# Using boost-histogram¶

### Henry Schreiner, Hans Dembenski¶

Setup (done for you on binder):

conda env create
conda activate bh-talk
jupyter lab


The interesting parts of the environment:

• boost-histogram 0.10.0: This is the current boost-histogram.
• hist 2.0.0a5: You have to have a recent alpha release of Hist.
• uproot4: The new version that will become default by the end of the year.
• mplhep: The matplotlib HEP helper library

#### Note:¶

boost-histogram has minimal, lightweight requirements and works almost anywhere. Anything beyond NumPy and boost-histogram is just for our demos later.

In [ ]:
import boost_histogram as bh
import numpy as np
import matplotlib.pyplot as plt
import mplhep


#### IPython setup¶

For the demos, let's see the last expression so it's easier to follow what's happening, even if it is an assignment. The default here is 'last_expr', but 'last_expr_or_assign' is better for demos. Also see 'last', 'all', and 'none'.

In [ ]:
%config InteractiveShell.ast_node_interactivity="last_expr_or_assign"


# What is boost-histogram?¶

The Python ecosystem is missing a good Histogram object. NumPy can perform a histogram operation, but it does not produce an object, and there are limitations and performance issues. The closest thing we have to a histogram is in ROOT.

## 1: Basic histograms¶

Let's start with the basics. We will create a histogram using boost-histogram and fill it.

### 1.1: Data¶

Let's make a 1D dataset to run on.

In [ ]:
data1 = np.random.normal(3.5, 2.5, size=1_000_000)

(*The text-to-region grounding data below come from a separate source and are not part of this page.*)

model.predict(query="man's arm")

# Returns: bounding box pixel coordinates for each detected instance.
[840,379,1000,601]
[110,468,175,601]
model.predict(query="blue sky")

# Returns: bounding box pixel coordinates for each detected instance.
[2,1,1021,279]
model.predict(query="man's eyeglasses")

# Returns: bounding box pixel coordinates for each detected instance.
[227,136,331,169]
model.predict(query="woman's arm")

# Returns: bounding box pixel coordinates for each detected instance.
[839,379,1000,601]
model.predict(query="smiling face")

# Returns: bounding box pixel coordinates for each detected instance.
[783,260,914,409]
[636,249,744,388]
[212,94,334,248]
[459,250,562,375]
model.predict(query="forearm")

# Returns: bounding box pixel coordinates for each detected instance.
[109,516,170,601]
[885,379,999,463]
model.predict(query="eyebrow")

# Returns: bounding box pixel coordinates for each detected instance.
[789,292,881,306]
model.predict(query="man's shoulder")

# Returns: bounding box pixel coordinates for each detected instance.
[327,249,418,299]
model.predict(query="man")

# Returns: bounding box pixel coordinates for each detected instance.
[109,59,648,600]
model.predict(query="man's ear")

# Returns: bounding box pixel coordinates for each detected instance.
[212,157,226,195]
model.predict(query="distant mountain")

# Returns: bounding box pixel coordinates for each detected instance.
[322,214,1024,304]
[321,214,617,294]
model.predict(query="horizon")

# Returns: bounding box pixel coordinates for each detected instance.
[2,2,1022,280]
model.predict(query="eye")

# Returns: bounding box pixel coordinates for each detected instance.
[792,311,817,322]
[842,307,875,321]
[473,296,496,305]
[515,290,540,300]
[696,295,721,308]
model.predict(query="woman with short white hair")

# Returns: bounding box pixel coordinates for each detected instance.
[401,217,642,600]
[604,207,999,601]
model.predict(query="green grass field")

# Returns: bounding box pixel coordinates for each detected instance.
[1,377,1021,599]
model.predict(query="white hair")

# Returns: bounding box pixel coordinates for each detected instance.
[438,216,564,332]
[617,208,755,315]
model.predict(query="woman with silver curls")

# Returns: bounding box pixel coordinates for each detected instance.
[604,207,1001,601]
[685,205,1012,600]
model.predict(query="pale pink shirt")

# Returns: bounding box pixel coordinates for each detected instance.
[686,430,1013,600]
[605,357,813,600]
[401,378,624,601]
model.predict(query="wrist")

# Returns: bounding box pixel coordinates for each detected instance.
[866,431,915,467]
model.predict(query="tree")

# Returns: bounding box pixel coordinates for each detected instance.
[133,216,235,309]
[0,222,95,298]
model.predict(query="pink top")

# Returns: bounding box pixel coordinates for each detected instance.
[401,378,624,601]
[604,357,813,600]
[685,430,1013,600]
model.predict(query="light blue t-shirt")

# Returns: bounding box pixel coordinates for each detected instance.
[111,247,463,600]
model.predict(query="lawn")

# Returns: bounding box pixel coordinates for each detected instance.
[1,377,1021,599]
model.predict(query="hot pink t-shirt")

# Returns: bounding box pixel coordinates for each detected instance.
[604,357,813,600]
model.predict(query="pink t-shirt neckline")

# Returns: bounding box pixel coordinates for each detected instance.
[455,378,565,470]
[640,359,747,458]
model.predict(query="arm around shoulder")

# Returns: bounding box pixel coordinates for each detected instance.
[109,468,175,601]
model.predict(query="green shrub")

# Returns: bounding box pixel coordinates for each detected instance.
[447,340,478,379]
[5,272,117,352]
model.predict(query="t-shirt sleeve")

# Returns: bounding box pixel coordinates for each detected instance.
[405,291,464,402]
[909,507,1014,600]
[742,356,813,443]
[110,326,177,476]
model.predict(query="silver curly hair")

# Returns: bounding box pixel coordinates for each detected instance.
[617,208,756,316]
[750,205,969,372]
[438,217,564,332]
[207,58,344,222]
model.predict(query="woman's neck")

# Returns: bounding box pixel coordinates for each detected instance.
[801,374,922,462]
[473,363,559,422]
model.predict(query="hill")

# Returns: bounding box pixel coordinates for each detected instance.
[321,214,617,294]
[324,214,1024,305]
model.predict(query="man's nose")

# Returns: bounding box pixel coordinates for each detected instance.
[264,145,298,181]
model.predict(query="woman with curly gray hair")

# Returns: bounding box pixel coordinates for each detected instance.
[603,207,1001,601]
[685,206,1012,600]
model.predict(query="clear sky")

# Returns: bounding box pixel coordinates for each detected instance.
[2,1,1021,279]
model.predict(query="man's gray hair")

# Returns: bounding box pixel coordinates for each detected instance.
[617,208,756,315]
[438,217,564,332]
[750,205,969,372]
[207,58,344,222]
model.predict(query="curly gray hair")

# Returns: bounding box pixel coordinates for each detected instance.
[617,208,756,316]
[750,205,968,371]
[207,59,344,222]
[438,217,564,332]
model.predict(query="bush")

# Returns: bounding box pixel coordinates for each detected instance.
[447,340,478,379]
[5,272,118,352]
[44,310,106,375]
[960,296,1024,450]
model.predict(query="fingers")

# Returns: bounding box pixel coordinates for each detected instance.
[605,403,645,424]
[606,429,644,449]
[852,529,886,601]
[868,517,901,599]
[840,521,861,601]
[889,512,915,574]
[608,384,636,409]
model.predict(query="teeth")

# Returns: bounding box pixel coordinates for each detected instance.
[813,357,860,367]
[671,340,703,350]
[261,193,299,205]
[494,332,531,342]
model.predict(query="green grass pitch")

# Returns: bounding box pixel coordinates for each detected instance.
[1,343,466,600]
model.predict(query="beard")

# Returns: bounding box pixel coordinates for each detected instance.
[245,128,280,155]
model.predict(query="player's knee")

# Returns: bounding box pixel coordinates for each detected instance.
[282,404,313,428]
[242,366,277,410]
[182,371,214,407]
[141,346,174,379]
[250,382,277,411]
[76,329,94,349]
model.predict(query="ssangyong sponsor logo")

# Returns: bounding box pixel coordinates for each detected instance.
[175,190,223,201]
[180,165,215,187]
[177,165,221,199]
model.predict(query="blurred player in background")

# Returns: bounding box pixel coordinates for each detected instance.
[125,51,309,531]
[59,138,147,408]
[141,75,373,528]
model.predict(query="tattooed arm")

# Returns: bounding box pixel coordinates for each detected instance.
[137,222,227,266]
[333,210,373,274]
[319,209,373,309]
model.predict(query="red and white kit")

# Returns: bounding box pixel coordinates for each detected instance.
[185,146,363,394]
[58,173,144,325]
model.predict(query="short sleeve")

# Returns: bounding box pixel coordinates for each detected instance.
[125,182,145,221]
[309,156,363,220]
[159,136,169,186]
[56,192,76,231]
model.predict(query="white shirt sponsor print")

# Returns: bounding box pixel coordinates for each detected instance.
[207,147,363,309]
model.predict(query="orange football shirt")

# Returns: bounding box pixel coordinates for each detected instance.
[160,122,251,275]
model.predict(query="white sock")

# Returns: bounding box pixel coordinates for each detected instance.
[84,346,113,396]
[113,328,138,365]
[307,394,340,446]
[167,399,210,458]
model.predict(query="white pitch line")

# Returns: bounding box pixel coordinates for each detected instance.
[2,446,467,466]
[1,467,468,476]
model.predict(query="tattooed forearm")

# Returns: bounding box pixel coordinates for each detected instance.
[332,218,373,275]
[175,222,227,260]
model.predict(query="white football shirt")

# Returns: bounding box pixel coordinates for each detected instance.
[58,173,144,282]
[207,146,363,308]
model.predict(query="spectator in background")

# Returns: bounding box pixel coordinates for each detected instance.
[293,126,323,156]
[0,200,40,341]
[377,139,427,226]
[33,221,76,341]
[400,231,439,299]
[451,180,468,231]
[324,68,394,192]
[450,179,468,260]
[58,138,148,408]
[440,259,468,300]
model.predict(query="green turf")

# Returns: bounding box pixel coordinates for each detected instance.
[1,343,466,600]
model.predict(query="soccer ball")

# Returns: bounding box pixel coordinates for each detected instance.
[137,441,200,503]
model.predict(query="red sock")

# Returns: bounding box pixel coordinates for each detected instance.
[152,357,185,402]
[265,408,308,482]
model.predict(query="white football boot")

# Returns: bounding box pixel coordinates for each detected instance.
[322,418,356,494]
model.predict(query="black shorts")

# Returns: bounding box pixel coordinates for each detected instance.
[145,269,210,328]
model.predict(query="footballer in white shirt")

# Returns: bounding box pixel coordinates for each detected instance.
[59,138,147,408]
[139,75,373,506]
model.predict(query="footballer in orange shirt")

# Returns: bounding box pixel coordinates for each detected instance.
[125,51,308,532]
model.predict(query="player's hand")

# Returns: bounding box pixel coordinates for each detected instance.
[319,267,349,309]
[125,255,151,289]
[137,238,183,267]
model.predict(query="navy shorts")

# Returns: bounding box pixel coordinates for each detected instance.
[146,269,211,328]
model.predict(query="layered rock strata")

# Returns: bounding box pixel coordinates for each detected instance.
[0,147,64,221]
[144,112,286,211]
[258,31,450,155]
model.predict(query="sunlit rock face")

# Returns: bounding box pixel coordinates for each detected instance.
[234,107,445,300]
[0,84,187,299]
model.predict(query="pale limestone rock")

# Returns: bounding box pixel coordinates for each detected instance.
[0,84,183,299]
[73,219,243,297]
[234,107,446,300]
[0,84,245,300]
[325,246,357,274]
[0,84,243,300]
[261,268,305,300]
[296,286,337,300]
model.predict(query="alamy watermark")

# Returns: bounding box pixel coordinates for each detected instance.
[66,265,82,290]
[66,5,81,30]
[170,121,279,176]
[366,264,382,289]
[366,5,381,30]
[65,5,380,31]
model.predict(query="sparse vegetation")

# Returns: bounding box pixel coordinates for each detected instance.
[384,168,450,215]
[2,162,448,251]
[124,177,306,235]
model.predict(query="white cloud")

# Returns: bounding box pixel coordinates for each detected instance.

### 1.2: Histogram definition¶

Now, let's make a 1D histogram

In [ ]:
hist1 = bh.Histogram(bh.axis.Regular(40, -2, 10))


### 1.3 Histogram fill¶

Like ROOT, we can fill after we make a histogram, as many times as we want. You can fill single values, but to take advantage of the performance, you should fill with arrays.

In [ ]:
hist1.fill(data1)


You can see that the histogram has been filled. Let's explicitly check to see how many entries are in the histogram:

In [ ]:
hist1.sum()


What happened to the missing items? They are in the underflow and overflow bins:

In [ ]:
hist1.sum(flow=True)


Like ROOT, we have overflow bins by default. We can turn them off, but they enable some powerful things like projections.

Let's plot this:

In [ ]:
plt.bar(hist1.axes[0].centers, hist1.view(), width=hist1.axes[0].widths);


Note: You can leave off the .view() if you want to - histograms conform to the buffer protocol. Also, you can select the axes before or after calling .centers; this is very useful for ND histograms.

From now on, let's be lazy, and use mplhep, which natively supports boost-histogram now.

In [ ]:
mplhep.histplot(hist1);


You should think of boost-histogram like NumPy: No plotting is built in, but the data is easy to access.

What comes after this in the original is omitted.